11. L’Assemblée recommande au Comité des Ministres:

i. de créer un observatoire européen sur la traite, afin:

a. de prendre les dispositions nécessaires pour lancer des campagnes d’information et de sensibilisation contre la traite des femmes et des enfants dans tous les pays membres;

b. d’établir un réseau international d’experts sur la traite des femmes et des enfants, pour faciliter l’échange d’informations et de données spécialisées;

c. d’étudier les conséquences de l’utilisation des nouvelles technologies de l’information sur la traite des femmes et des enfants, ainsi que l’impact de ces nouvelles technologies sur les victimes de la traite;

d. de conduire, en coopération avec d’autres organisations internationales, des recherches systématiques sur la traite des femmes et des enfants;

ii. d’élaborer une convention européenne sur la traite des femmes, ouverte aux Etats non membres, qui s’appuie sur la définition de la traite des femmes figurant dans la Recommandation no R (2000)11 du Comité des Ministres sur la lutte contre la traite des êtres humains aux fins d’exploitation sexuelle. Cette convention devra:

a. se concentrer sur l’offre d’aide et de protection aux victimes de la traite, en faisant obligation aux Parties d’accorder une assistance judiciaire, médicale et psychologique à ces victimes, d’assurer leur sécurité physique et celle de leur famille, et de leur accorder un permis de séjour spécial pour motifs humanitaires, et un permis illimité de séjour lorsqu’elles acceptent de témoigner devant un tribunal et ont besoin de protection en tant que témoins;

b. stipuler des mesures répressives pour combattre la traite, en s’appuyant sur l’harmonisation des lois, notamment en droit pénal, et sur l’ouverture de nouvelles voies pour une coopération transfrontalière améliorée dans les domaines de la police et de la justice;

c. contenir des mesures visant à empêcher les policiers et les autres fonctionnaires de participer à la traite des femmes;

d. comprendre une clause de non-discrimination, s’inspirant de celle proposée par l’Assemblée dans l’Avis no 216 (2000) sur le projet de protocole no 12 à la Convention européenne des Droits de l’Homme;

e. établir un mécanisme de contrôle pour surveiller l’application de ses dispositions;

et

f. être soumise, sous forme de projet, à l’Assemblée, pour avis;

iii. de mettre en œuvre la Recommandation no R (2000) 11 et de la transmettre au commissaire aux droits de l’homme.

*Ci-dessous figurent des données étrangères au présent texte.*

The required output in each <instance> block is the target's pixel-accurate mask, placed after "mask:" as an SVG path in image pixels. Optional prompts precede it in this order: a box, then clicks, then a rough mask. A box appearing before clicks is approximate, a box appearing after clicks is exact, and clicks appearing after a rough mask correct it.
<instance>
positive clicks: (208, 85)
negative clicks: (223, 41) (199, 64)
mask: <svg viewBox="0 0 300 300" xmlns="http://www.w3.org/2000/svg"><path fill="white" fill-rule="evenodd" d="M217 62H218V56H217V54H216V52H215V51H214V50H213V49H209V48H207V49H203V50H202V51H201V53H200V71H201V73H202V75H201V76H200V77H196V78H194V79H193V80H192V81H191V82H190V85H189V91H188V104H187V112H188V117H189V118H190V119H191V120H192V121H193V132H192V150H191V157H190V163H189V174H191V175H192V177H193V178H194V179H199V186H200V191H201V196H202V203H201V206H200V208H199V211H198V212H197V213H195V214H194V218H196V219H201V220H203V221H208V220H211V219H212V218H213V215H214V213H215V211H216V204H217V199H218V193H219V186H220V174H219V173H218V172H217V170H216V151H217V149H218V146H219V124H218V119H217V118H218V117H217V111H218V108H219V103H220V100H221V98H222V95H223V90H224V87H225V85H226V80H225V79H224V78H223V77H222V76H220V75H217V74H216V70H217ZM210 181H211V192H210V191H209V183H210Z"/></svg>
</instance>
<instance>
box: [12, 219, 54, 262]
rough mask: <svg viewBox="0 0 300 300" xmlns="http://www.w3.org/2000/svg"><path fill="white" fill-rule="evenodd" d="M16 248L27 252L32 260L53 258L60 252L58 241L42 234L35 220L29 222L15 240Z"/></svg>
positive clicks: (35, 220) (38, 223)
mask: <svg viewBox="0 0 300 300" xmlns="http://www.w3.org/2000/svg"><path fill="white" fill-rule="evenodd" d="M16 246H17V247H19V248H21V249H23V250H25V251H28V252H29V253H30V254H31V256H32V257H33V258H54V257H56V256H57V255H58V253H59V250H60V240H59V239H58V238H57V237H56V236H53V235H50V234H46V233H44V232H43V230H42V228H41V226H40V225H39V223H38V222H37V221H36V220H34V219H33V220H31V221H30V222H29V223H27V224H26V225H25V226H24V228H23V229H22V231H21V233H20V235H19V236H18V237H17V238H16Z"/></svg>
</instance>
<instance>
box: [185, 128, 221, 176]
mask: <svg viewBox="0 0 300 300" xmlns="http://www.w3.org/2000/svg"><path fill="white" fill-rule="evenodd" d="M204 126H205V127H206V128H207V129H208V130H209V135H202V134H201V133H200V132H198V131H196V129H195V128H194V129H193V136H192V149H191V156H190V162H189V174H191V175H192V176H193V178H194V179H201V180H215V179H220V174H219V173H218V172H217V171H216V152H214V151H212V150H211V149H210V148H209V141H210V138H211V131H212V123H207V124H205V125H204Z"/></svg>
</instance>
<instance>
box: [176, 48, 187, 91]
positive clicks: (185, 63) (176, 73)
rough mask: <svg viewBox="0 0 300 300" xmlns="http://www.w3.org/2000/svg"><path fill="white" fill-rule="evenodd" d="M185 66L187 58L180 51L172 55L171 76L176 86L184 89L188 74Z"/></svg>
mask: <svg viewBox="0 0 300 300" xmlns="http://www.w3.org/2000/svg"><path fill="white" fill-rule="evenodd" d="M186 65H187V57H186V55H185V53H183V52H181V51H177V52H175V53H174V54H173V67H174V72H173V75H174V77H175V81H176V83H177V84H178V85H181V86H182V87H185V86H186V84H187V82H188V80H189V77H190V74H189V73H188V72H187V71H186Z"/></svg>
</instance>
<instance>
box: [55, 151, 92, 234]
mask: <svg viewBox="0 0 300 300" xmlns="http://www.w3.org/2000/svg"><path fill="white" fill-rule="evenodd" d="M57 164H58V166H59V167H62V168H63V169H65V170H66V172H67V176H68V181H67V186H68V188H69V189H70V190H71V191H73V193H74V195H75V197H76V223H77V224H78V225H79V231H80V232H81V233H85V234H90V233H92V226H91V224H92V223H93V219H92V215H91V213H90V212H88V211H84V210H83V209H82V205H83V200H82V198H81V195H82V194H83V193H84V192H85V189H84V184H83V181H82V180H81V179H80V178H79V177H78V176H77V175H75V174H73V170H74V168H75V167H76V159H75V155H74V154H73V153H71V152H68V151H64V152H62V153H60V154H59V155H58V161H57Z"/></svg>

[1] Discussion par l’Assemblée le 21 janvier 2002 (1re séance) (voir Doc. 9190, rapport de la commission sur l’égalité des chances pour les femmes et les hommes, rapporteuse: Mme Err; et Doc. 9225, avis de la commission des questions juridiques et des droits de l’homme, rapporteuse: Mme Wohlwend).

Texte adopté par l’Assemblée le 21 janvier 2002 (1re séance).